As our year progressed, the initial shock and disruption subsided and we were able to assume a new normal in our family.  This normal was a lot like our previous normal — only it involved watching our son’s every move, having weekly conversations and visits with doctors and giving my son his medication and acupressure treatments multiple times a day.  We adapted.  And so did he.  No diagnosis was ever given, but we were elated that he was doing well and his seizures seemed to go away completely.

In addition to my son’s issues, we’ve been concerned about our extended families and some other situations going on with them, our own finances — which took a huge hit from all of the medical bills and expenses surrounding that, my vocal studio’s lack of enrollment, my lack of time and energy to do anything about it, and therefore, that lack of income, a sad, unexplained situation with our church which led us to another church, normal sicknesses and other every day occurrences that you don’t even think twice about unless you are already feeling pushed over the edge.  Oh yeah, and finding out we were expecting another baby!

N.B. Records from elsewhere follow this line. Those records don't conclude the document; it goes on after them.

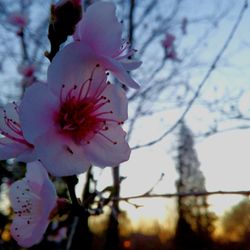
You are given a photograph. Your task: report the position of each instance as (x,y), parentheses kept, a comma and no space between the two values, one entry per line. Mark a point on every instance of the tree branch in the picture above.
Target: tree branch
(204,80)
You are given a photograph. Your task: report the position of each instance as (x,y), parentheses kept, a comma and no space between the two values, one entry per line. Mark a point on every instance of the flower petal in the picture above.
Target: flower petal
(8,112)
(27,236)
(130,64)
(100,29)
(37,111)
(72,66)
(101,150)
(10,149)
(60,155)
(118,104)
(119,72)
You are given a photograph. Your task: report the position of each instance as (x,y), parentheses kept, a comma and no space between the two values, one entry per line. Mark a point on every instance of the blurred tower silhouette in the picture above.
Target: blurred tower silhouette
(194,225)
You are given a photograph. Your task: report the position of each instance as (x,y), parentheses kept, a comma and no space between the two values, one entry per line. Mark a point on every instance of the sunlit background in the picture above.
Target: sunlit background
(218,118)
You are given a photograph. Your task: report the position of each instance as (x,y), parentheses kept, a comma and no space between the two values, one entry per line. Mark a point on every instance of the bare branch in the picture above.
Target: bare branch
(202,83)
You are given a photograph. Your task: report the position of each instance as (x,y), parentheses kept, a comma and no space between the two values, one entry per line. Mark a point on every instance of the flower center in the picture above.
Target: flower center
(85,111)
(76,118)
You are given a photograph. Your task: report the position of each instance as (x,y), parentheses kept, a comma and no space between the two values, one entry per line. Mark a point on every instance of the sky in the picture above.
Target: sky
(224,157)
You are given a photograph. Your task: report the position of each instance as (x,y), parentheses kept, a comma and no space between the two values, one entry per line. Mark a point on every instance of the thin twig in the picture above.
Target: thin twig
(72,232)
(171,195)
(202,83)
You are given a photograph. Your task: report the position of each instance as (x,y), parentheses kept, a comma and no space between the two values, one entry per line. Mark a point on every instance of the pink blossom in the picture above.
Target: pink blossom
(75,120)
(27,70)
(18,19)
(12,143)
(100,30)
(32,198)
(63,2)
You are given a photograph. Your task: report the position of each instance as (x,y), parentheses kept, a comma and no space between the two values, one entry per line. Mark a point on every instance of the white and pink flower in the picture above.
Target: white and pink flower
(33,198)
(12,143)
(100,30)
(76,119)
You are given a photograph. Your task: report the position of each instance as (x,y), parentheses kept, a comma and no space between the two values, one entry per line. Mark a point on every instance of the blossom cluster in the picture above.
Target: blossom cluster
(72,121)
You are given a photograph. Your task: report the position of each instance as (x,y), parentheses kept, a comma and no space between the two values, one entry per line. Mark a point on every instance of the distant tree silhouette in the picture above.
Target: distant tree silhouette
(195,222)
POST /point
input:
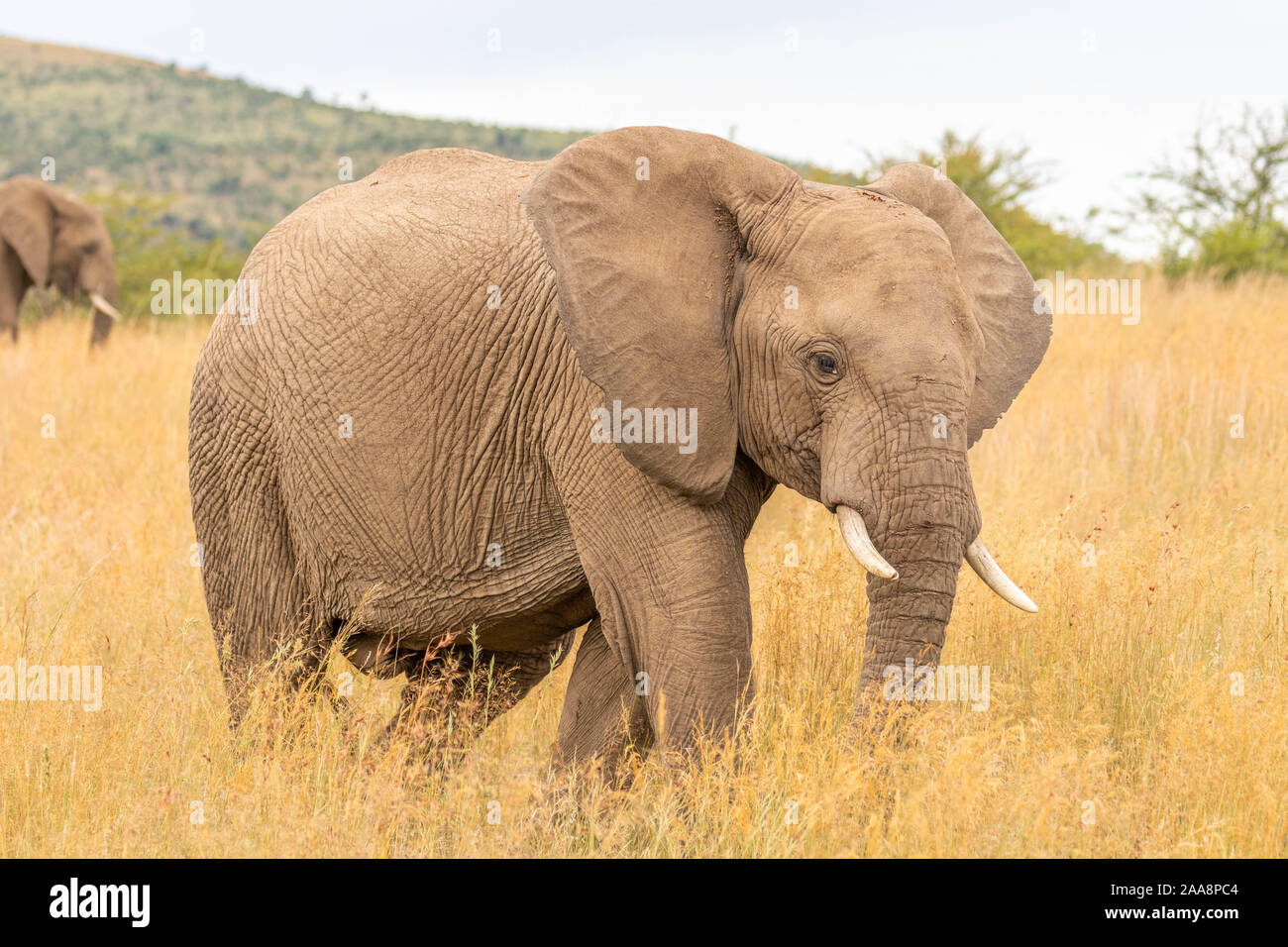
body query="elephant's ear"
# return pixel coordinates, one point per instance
(643, 228)
(27, 226)
(1017, 326)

In many ways, our lives were no different than anyone else’s life this year.  Everyone has his/her very own set of trials, joys, concerns and challenges.  Just while trying to write this post, I realized that my site had been hacked and while my content was still there, the design of my website has been distorted.  I mean, COME ON!  But I digress…

I said all that to say, despite 2013’s challenges, I am so grateful for this year.  It has taught me a lot personally, and it has helped to mold and shape our little family in ways beyond my imagination.  We are still growing…we are still being molded and shaped, but we are stronger for having gone through all of this.  Life has not been perfect, and since I am a perfectionist by nature, it has helped me to let loose of my tight grip and come to terms with all the imperfections.  It doesn’t mean I don’t still get caught up in the day-to-day frustrations of my house not being as clean as I’d like or not having it together.  I’d still like to be able to prioritize and manage my time a little better and get more done.  I’d like to attempt to find a balance in my life between spending quality time with my kids and continuing to take care of myself so I can be the best Mommy I can be and earn a stable second income as well.  These are all of my hopes and goals for 2014.  I want to figure some things out.  I want to learn the balance, but be content with the lack of balance I will experience on most days with 3 kids under the age of 5.  I want to enjoy life and cherish every moment.